There is nothing negative I can think of about Jimmy Fallon replacing Jay Leno as host of The Tonight Show in 2014. We first heard whisperings that the change was being planned a few months ago, and now it’s becoming closer and closer to a reality.
Sources have been gossiping to the media that NBC is planning to announce Jay Leno’s retirement and that Jimmy Fallon is the front-runner to take his place. You’re damn right he is! When Jimmy replaced Conan O’Brien at Late Night a few years ago, a lot of people (including me) were uncertain about how he would perform, but he’s blown me away in the time since by being hilarious, clever, energetic, and above all, really really nice. I can’t say the same about Jay Leno, whose show I used to stay up to watch just for Headlines and Jay Walking until he put together his audition tape for Mean Girls by ripping his old job out of Conan O’Brien’s pasty, quirky hands and acting like we all missed him so much.

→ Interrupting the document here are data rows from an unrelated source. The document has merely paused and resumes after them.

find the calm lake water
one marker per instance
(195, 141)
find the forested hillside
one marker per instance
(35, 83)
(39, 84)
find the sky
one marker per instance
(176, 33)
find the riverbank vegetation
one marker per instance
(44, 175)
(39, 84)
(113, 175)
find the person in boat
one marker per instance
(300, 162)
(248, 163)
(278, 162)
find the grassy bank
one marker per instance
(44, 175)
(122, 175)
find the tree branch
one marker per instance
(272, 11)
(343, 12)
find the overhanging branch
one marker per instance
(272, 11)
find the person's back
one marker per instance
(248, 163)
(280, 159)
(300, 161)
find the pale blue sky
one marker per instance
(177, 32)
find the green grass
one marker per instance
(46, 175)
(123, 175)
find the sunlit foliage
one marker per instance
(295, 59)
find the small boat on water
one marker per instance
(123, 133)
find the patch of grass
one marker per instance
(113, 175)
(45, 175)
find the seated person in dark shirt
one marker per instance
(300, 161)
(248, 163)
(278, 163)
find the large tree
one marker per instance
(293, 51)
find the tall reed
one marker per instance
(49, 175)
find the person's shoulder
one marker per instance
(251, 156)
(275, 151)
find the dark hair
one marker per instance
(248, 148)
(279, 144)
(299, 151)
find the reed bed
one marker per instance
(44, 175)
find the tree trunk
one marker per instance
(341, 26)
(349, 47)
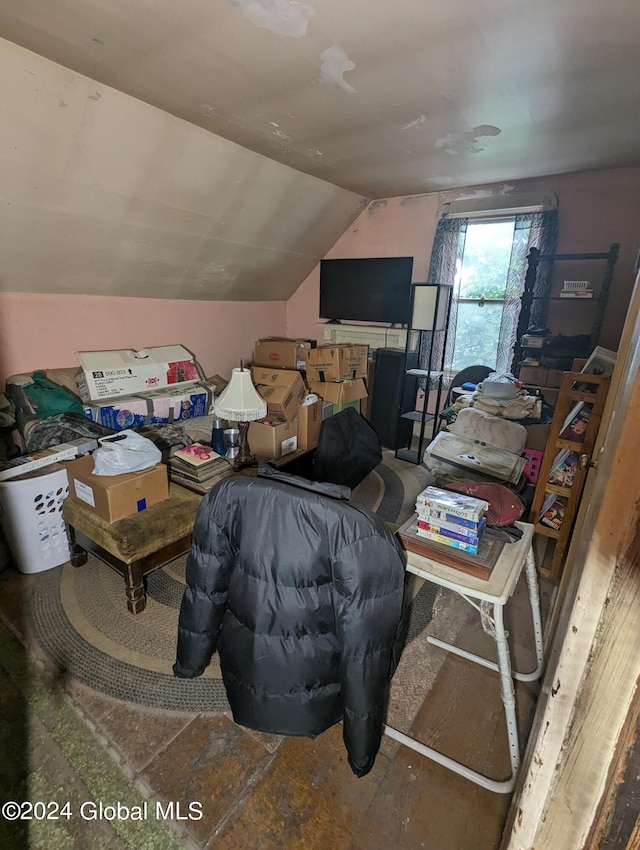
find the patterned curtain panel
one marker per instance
(446, 262)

The rumored move could be due to the success Jimmy Kimmel has had among young viewers in his new 11:35 time slot. Jimmy Fallon is certainly a hip choice to attract the young crowd to NBC in that time slot, what with his Apple laptop and his afro-sporting sidekick Questlove.
Since NBC has been legitimately tanking itself in recent months, this change could be very good for the network.
Hopefully this also means changes could be in store over at CBS. It would certainly be nice to see David Letterman retire and my late-night husband Craig Ferguson take his place. Not only does Letterman creep me out, but Craig’s on too late for my Miley Cyrus old lady eyes to keep themselves open past the monologue.
There had better be some clause in the new contract negotiations stating that Jay Leno cannot take his job back and send Jimmy over to Comedy Central or something. (No offense to Comedy Central. It’s the home of my other late-night husband Jon Stewart. Don’t tell Craig.)
Meanwhile, Jimmy Kimmel sits grinning over at ABC, with no one threatening to dethrone him and celebrity guests milling around him left and right, Matt Damon not included.